- The Washington Times - Thursday, September 11, 2008

Lehman Brothers has approached other major financial institutions, and is receiving assistance from the U.S. Treasury, on a potential acquisition or investment in the battered securities firm, people close to the situation said Thursday.

The nation’s No. 4 investment bank has been casting a wide net to find a potential buyer for all or part of the 158-year-old firm, bankers and executives at other financial companies said Thursday. The bankers and executives asked not to be named because they are not authorized to comment publicly.

The Treasury is looking at several options for resolving Lehman’s dilemma, but has not arrived at a deal or solution that it is prepared to announce this weekend, as some news sites have said.
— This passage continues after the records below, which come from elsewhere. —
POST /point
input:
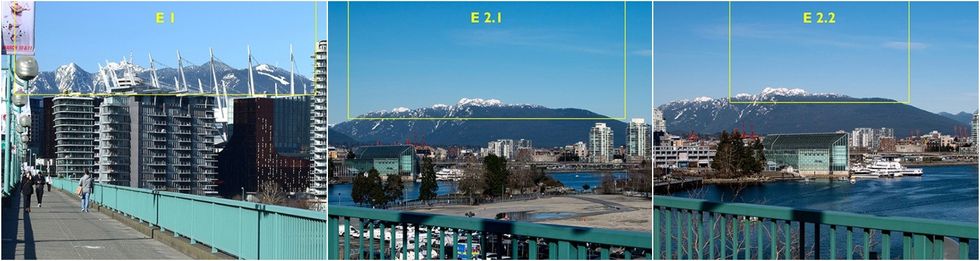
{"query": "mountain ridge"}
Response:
(71, 77)
(544, 133)
(757, 113)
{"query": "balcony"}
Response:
(697, 229)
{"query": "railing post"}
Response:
(332, 247)
(816, 241)
(802, 236)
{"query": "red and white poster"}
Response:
(18, 27)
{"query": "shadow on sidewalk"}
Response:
(11, 221)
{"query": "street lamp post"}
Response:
(20, 71)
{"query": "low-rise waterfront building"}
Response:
(386, 159)
(808, 153)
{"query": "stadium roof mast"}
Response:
(292, 71)
(214, 81)
(251, 83)
(180, 68)
(153, 73)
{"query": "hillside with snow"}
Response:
(756, 112)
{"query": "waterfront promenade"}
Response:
(584, 210)
(58, 230)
Randy Whitestone, a spokesman for Lehman, declined to comment.

Bank of America Corp., France’s BNP Paribas, Deutsche Bank AG and Britain’s Barclay’s Plc have been mentioned this week as potential buyers of Lehman, which Wednesday outlined a plan to sell and spin off assets to raise money.

The bankers and executives said Lehman’s leader, Richard Fuld, also has been stepping up talks with private equity firms such as Kohlberg Kravis Roberts & Co. and Bain Capital to acquire its investment management division that includes Neuberger Berman.

Lehman Brothers Holdings Inc.’s shares tumbled again on Thursday after its rescue plan got a dismal reception from Wall Street and analyst reports cast doubt that the nation’s fourth-largest investment bank can survive.

Its shares fell $3.03 to $4.22 [-] down nearly 94 percent from their 52-week high of $67.73.

On Wednesday, Lehman Brothers outlined a blueprint to sell off its well-respected investment management unit and spin off its commercial real estate assets. The strategy is part of a last-ditch effort to rescue the investment bank from bad bets on real estate-related holdings that have already laid low other storied Wall Street firms.

Lehman Chief Executive Fuld, 62, the longest-serving CEO on Wall Street, also said the firm would examine all other options — including a sale of the company he joined right out of college.

Analysts said investors had hoped to see a solid plan in place to offset almost $6.5 billion of losses during the past two quarters.

Management did not successfully put to rest the issues that had been pressuring the stock, Goldman Sachs analyst William Tanona wrote in a research report.

Lehman said Wednesday it plans to sell a 55 percent stake in its investment management division, which includes its prized Neuberger Berman asset management unit.

Investors were discouraged that no specific buyer had been named. Lehman began pitching a deal to private-equity firms two months ago. Analysts believe the sale could fetch about $3 billion.

Further, the firm is also taking a big bet that a spin-off of its commercial real estate assets will get a strong market reception in early 2009. The new entity will be called Real Estate Investments Global, and will be run by independent management.

Wall Street remains skittish about financial stocks since a run on Bear Stearns caused the U.S. government to orchestrate its sale to JPMorgan Chase & Co. in March. Lehman, the biggest U.S. underwriter of mortgage-backed securities, was automatically scrutinized.

Global banks have lost more than $300 billion from write-downs since the housing slump evolved into a full-blown credit crunch.

Analysts believe that trying to engineer a reconstruction of Lehman Brothers will be a tough proposition considering the environment. The current financial crisis shows no sign of ending soon, credit conditions remain tight and big acquisitions are rare. Big institutional investors — like state-owned sovereign wealth funds and private-equity firms — aren’t as willing to make major investments.

This story is based in part on wire service reports.